Alors que celles trop en pente ou trop humides sont réservées au pâturage. Il faudra attendre le début du XVIIe siècle pour voir s’amorcer un très net développement de la haie et l’apparition de notre paysage bocager. Afin de maintenir et d’attacher au foncier (la glèbe) les paysans laboureurs, les nobles locaux, toujours en quête d’argent, décident de leur vendre des lopins de terre de petite surface (20 à 50 ares) par acte notarié.
Ces nouvelles parcelles sont délimitées par des devises en pierre locale à la base desquelles les différents protagonistes déposent des témoins (fragments de céramique locale) pour montrer leur accord avec la nouvelle délimitation.
De plus, à l’époque, les fils barbelés en fer n’existant pas (inventés pour les tranchées de 1914-1918), il est décidé de planter une haie pour concrétiser le nouveau parcellaire. Ce phénomène va prendre de l’ampleur à chaque héritage et morcellement du bien foncier.
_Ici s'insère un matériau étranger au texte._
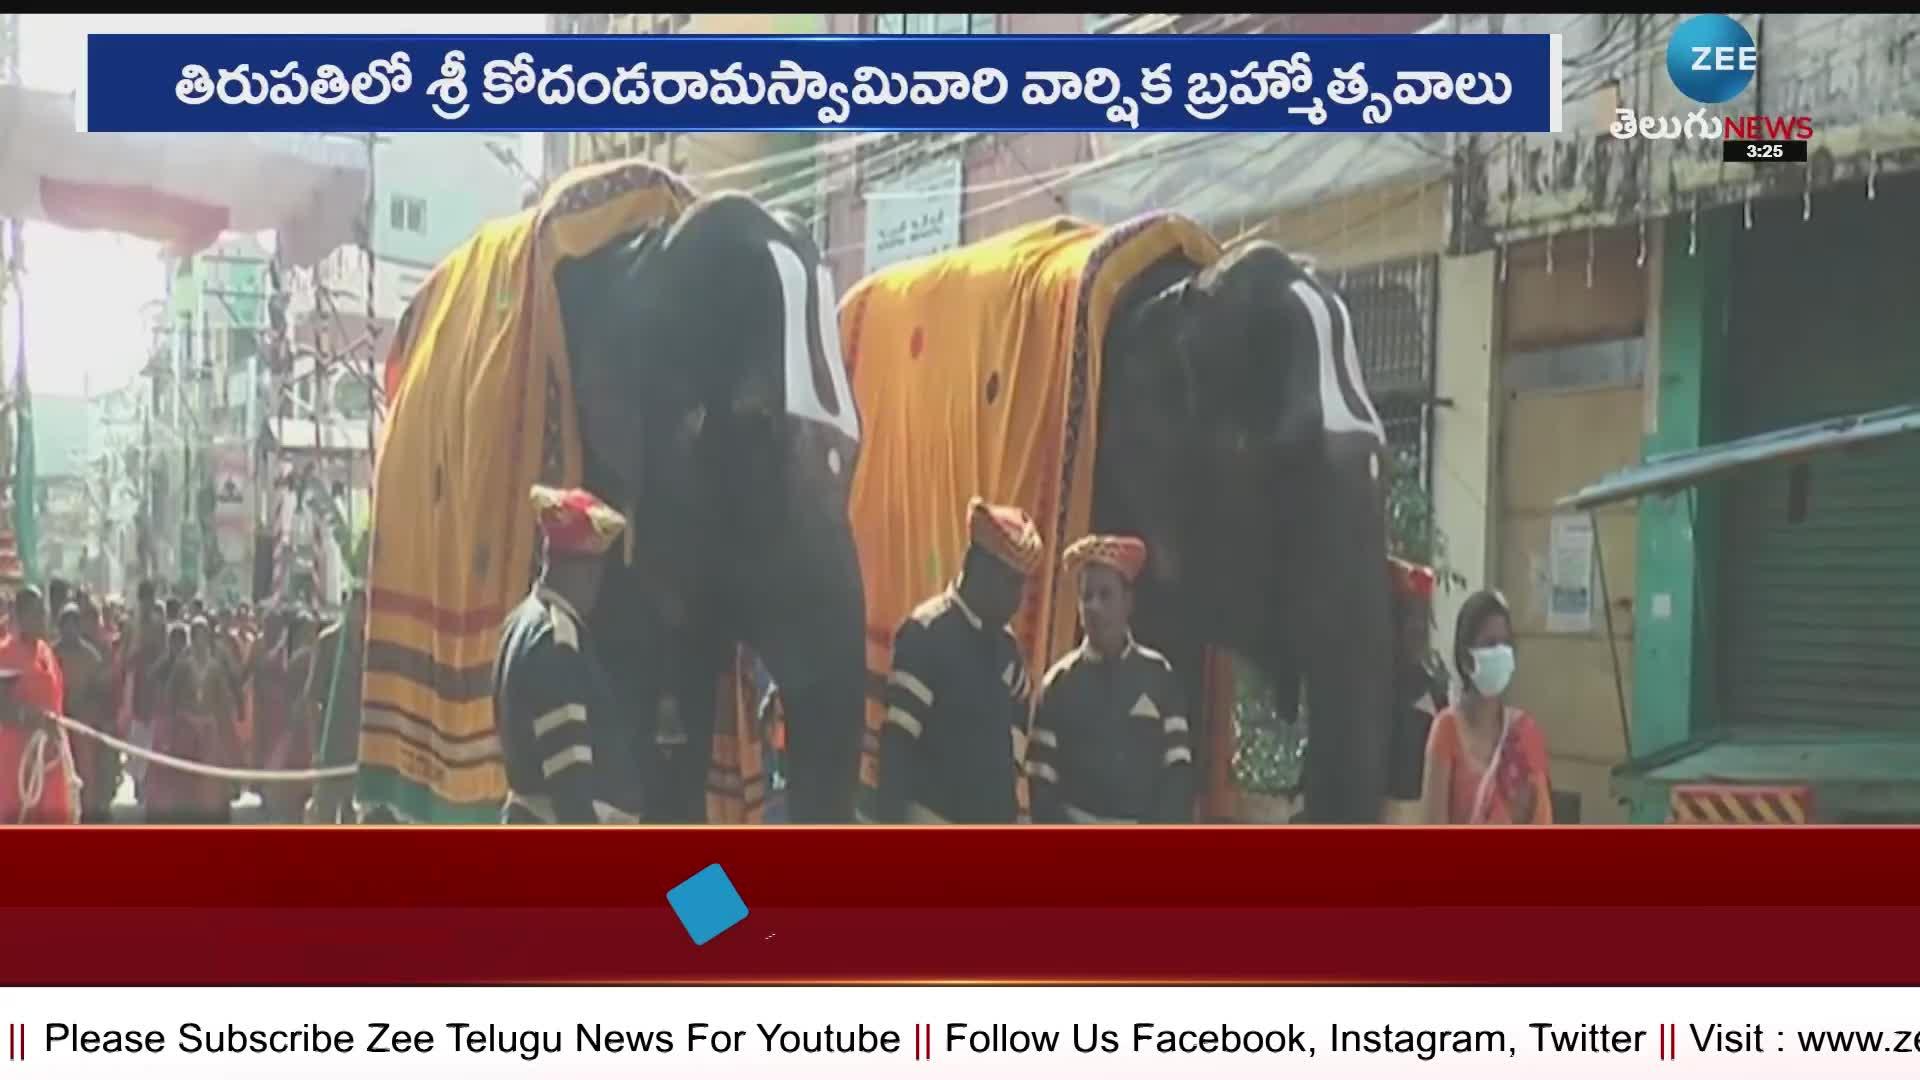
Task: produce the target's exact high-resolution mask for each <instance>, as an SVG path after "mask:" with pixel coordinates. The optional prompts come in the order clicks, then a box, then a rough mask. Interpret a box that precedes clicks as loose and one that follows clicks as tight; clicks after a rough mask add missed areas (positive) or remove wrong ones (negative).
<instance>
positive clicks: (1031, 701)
mask: <svg viewBox="0 0 1920 1080" xmlns="http://www.w3.org/2000/svg"><path fill="white" fill-rule="evenodd" d="M532 500H534V511H536V519H538V521H540V527H541V532H543V536H545V563H543V571H541V575H540V578H538V580H536V582H534V588H532V592H530V594H528V598H526V600H524V601H522V603H520V605H518V607H516V609H515V611H513V615H511V617H509V619H507V628H505V632H503V638H501V646H499V659H497V663H495V678H497V686H495V715H497V726H499V732H501V740H503V748H505V755H507V778H509V784H511V788H513V792H511V796H509V799H507V807H505V813H503V817H505V821H507V822H524V824H591V822H616V821H632V819H634V807H632V805H628V801H630V798H632V794H634V792H636V790H637V782H639V780H637V776H636V774H634V769H632V753H628V751H626V746H624V726H622V723H620V715H622V713H620V709H618V705H616V703H614V701H612V696H611V692H609V682H607V678H605V669H603V667H601V657H599V653H597V650H595V648H593V640H591V632H589V628H588V619H589V617H591V613H593V601H595V600H597V592H599V580H601V577H599V575H601V561H603V559H605V553H607V552H609V550H611V548H612V544H614V542H618V538H620V534H622V530H624V528H626V521H624V519H622V517H620V515H618V513H616V511H612V509H611V507H607V505H605V503H601V502H599V500H597V498H595V496H593V494H591V492H586V490H570V492H561V490H549V488H534V492H532ZM966 521H968V550H966V559H964V565H962V569H960V575H958V577H956V578H954V580H952V582H950V584H947V586H943V588H941V592H939V594H935V596H933V598H929V600H925V601H924V603H920V605H918V607H916V609H914V611H912V615H908V617H906V619H904V621H902V623H900V626H899V628H897V630H895V636H893V667H891V673H889V675H887V684H885V724H883V726H881V736H879V784H877V796H876V815H877V819H879V821H881V822H902V824H906V822H910V824H945V822H952V824H1010V822H1014V821H1018V819H1020V786H1021V780H1023V782H1025V784H1027V792H1029V803H1031V819H1033V821H1035V822H1043V824H1100V822H1104V824H1117V822H1156V824H1173V822H1192V821H1194V817H1196V776H1194V744H1192V724H1190V719H1188V717H1190V715H1188V703H1187V700H1185V694H1183V690H1181V680H1179V678H1177V676H1175V671H1173V665H1171V663H1169V661H1167V657H1165V655H1164V653H1160V651H1156V650H1154V648H1150V646H1148V644H1146V642H1140V640H1137V638H1135V634H1133V601H1135V584H1137V580H1139V577H1140V573H1142V571H1144V569H1146V563H1148V548H1146V544H1144V540H1140V538H1137V536H1098V534H1096V536H1083V538H1079V540H1075V542H1073V544H1069V546H1068V548H1066V550H1064V552H1062V553H1060V559H1062V563H1064V569H1066V571H1068V573H1069V575H1071V577H1073V580H1075V584H1077V598H1079V625H1081V630H1083V636H1081V642H1079V646H1075V648H1073V650H1069V651H1068V653H1066V655H1064V657H1060V659H1058V661H1056V663H1052V667H1050V669H1048V671H1046V673H1044V676H1043V678H1039V680H1035V678H1033V676H1031V675H1029V671H1027V665H1025V661H1023V657H1021V650H1020V644H1018V642H1016V638H1014V634H1012V630H1010V628H1008V623H1010V621H1012V617H1014V613H1016V611H1018V607H1020V601H1021V596H1023V592H1025V586H1027V578H1031V577H1033V575H1035V573H1037V571H1039V569H1041V567H1043V565H1044V559H1046V557H1048V553H1046V550H1044V544H1043V540H1041V534H1039V530H1037V528H1035V525H1033V519H1031V517H1029V515H1027V513H1025V511H1021V509H1020V507H1010V505H991V503H987V502H985V500H979V498H975V500H972V502H970V505H968V517H966ZM1386 573H1388V575H1390V577H1392V582H1394V590H1392V596H1394V619H1396V626H1398V638H1396V650H1394V653H1396V661H1394V667H1396V671H1392V673H1386V671H1382V678H1392V680H1394V709H1396V713H1394V719H1392V730H1390V740H1388V742H1390V753H1392V761H1390V763H1388V776H1390V799H1388V805H1384V807H1382V821H1390V822H1405V824H1419V822H1427V824H1549V822H1551V784H1549V776H1548V755H1546V744H1544V740H1542V734H1540V726H1538V724H1536V723H1534V719H1532V717H1530V715H1528V713H1526V711H1523V709H1519V707H1515V705H1511V703H1509V701H1507V690H1509V686H1511V678H1513V671H1515V651H1513V623H1511V613H1509V611H1507V605H1505V600H1503V598H1501V596H1500V594H1498V592H1492V590H1482V592H1476V594H1473V596H1469V598H1467V600H1465V603H1463V605H1461V611H1459V619H1457V621H1455V634H1453V657H1452V659H1453V669H1455V673H1457V675H1459V692H1457V694H1452V696H1450V678H1448V676H1446V675H1444V673H1440V671H1436V665H1434V663H1432V648H1430V623H1432V592H1434V575H1432V571H1430V569H1427V567H1417V565H1411V563H1404V561H1398V559H1396V561H1392V563H1390V567H1388V569H1386ZM1450 698H1453V701H1452V703H1450ZM770 700H772V696H770ZM762 713H764V709H762ZM1396 805H1398V813H1396Z"/></svg>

Les haies les plus anciennes peuvent dater du milieu du Moyen-âge.
La hauteur du talus en témoigne. Elles sont en général très rectilignes et de bonne longueur (200 m voire plus). Nos aînés ayant été très observateurs, celles établies beaucoup plus tard (XVIIe siècle) répondent à des critères bien particuliers (la pente, la qualité du sol, l’exposition, l’humidité, les vents dominants) et à des besoins évidents (bois de chauffage, manches pour les outils, piquets) qui expliquent le choix des essences (aubépines, aulne, charmille, églantier, noisetier, orme, saule, sureau, tremble).
Une fois le maillage établi la loi et la coutume ont voulu que le fermier soit dans l’obligation de payer tous les ans un fermage, d’user du bien “en bon père de famille” et d’entretenir et de curer le fossé, dénommé “porte rouelle” (roue de la charrue primitive, ancêtre du brabant à deux versoirs).
La haie, étant par principe toujours plantée “à plat”, l’opération du creusement du fossé et le fait de jeter la terre sur le dessus de la haie permettent de constituer progressivement le talus qui, au fil du temps, s’élève.
La consultation du cadastre napoléonien (début XIXe) nous donne une image relativement précise du maillage de l’époque.
Déjà, à la fin du XVIIIe, le désenclavement de notre secteur, grâce aux travaux routiers réalisés (routes rectilignes), va faciliter le transport des gens et des biens vers la ville et, par voie de conséquence, bouleverser la donne.
Les guerres napoléoniennes et le retour des “grognards” vont transmettre un savoir quelque peu occulté.
La seconde moitié du XIXe siècle verra le début de la révolution industrielle, qui sera un véritable aspirateur pour ce petit peuple rural, refusant le métier astreignant de paysan et sensible au chant des “sirènes de la ville”.
Le parcellaire, par voie de conséquence, évolue. Les plus petites surfaces disparaissent, les haies aussi, au profit des plus grandes.
De plus, pour compenser ce manque de main d’oeuvre,
la mécanisation fait son apparition. Des batteuses actionnées par des chaudières à bois, en poste fixe, appelées “siffleuses”, vont remplacer le classique fléau.
Dès 1860 Napoléon III favorise le développement du “cheval de fer” (chemin de fer) qui va impacter le milieu (locomotive , gares, ponts et viaducs) et stimuler l’agriculture.
Pour lutter contre l’acidité des sols, on y incorpore désormais de la marne d’écouché.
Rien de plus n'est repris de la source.